Crisis migratoria: es una crisis moral

Sr. Director:

Cada vez resulta más cierto que, cuando hablamos de migración, decimos más de quiénes y cómo somos nosotros antes que de lo que son o vienen a hacer los que llegan. La migración, en este sentido, se torna en un espejo que muestra lo que nos identifica como sociedad, los valores que nos hacen ser parte de una misma comunidad política, la forma en que distribuimos el valor de lo humano y el dónde situamos los límites de la empatía. No es, entonces, tanto un debate sobre un «ellos», como sí un examen sobre el «nosotros».

Un Estado que reduce al sujeto a una mera categoría —irregular, sujeta a expulsión, sospechosa por defecto— revela una matriz valórica que pone en un plano condicional algo tan fundamental como la dignidad personal, desplazando lo humano desde su inherente centralidad hacia un estatus precario, accesorio y accidental. Así, la política pública se reduce a un catálogo de sujetos y conductas indeseables a los que solo cabe proscribir, encarrar, marginar y, en lo que toca a los migrantes, expulsar. Esa inversión revela la verdadera crisis: una que no es tanto migratoria como sí moral.
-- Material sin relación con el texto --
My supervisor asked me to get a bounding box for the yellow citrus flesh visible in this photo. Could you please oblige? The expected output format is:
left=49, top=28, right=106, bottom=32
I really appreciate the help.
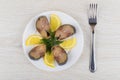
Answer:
left=60, top=38, right=76, bottom=50
left=44, top=53, right=55, bottom=68
left=50, top=14, right=61, bottom=32
left=26, top=34, right=42, bottom=46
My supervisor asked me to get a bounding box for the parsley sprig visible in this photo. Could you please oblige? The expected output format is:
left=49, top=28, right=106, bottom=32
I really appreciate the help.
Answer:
left=42, top=31, right=63, bottom=53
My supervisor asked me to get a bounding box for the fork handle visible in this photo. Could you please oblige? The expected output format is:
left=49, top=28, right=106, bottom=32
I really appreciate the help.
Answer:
left=89, top=31, right=96, bottom=73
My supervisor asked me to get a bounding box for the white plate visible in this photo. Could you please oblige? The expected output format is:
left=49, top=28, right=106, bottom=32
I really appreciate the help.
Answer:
left=23, top=11, right=83, bottom=71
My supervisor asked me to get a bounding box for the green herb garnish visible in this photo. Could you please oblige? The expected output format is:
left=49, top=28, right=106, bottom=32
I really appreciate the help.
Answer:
left=42, top=31, right=63, bottom=53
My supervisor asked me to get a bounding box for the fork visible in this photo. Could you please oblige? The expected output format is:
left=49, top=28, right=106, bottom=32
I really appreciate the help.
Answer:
left=88, top=3, right=97, bottom=73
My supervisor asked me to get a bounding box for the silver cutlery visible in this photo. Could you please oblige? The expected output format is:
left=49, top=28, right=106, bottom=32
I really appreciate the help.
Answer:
left=88, top=3, right=97, bottom=73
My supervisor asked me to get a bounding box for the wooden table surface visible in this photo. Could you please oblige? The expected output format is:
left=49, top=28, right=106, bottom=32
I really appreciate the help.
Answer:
left=0, top=0, right=120, bottom=80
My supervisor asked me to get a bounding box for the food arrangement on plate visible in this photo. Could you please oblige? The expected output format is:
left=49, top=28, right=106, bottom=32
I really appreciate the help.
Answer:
left=26, top=14, right=77, bottom=68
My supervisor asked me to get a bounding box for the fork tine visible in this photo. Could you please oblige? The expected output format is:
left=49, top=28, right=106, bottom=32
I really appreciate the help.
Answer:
left=94, top=4, right=97, bottom=21
left=88, top=4, right=93, bottom=18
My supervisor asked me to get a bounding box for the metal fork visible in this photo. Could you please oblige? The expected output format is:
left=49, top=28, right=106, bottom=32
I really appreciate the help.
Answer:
left=88, top=4, right=97, bottom=72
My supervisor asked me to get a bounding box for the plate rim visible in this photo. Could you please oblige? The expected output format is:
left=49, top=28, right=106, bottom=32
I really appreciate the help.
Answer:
left=22, top=11, right=84, bottom=72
También la sociedad es parte de esta degradación. La sospecha per se ante lo extranjero opera como un mecanismo defensivo que es, en realidad, una confesión de vulnerabilidad interna. Descargar en el migrante nuestras frustraciones por la informalidad, la inseguridad, la pobreza o las incivilidades que le atribuimos, no son una consecuencia directa de su llegada sino del fracaso de nuestro orden social. La migración funciona, así, como válvula moral de escape: libera culpas y desplaza responsabilidades que no queremos enfrentar como colectivo.

La política, por su parte, a veces tan pequeña en lo grande como grande en lo pequeño, ha preferido convertir la migración en teatro al servicio de su oportunismo y conveniencia. En vez de conducirnos hacia un marco ético estable, ha preferido instrumentalizar el fenómeno, prometiendo expulsiones tan ejemplares como inviables, endurecimientos tan mediáticos como contraproducentes y, en general, soluciones tan inmediatas como efímeras. Mientras, sostiene un sistema incapaz de integrar con rigor ni de controlar con legitimidad. Esa superficialidad —vendida como firmeza— es otra señal moral: la política prefiere administrar emociones antes que gestionar realidades.

Lo decisivo es reconocer que el trato al migrante establece un estándar de justicia que, tarde o temprano, se vuelve universal. Un país que normaliza desigualdades de trato legitima un modo de convivencia que degrada también a los propios. La sociedad que mira con indiferencia al vulnerable externo se va volviendo indiferente al vulnerable interno en cualquiera de sus formas. De este modo, lo que empieza como una frontera legal para los migrantes termina como frontera ética para toda la sociedad.

Por eso, el desafío actual no es «qué hacer con los migrantes», sino qué hacer con lo que creemos es una compartida concepción de humanidad. Si la migración es hoy una tensión, es porque nos confronta con insuficiencias morales que en sus otras manifestaciones nos resistimos a ver. El dilema no es seguridad versus compasión; es responsabilidad versus evasión ética. Y la única salida madura consiste en recuperar la convicción de que un país se define por cómo trata a quienes no tienen poder ni voz ni pertenencia automática, y actuar en consecuencia.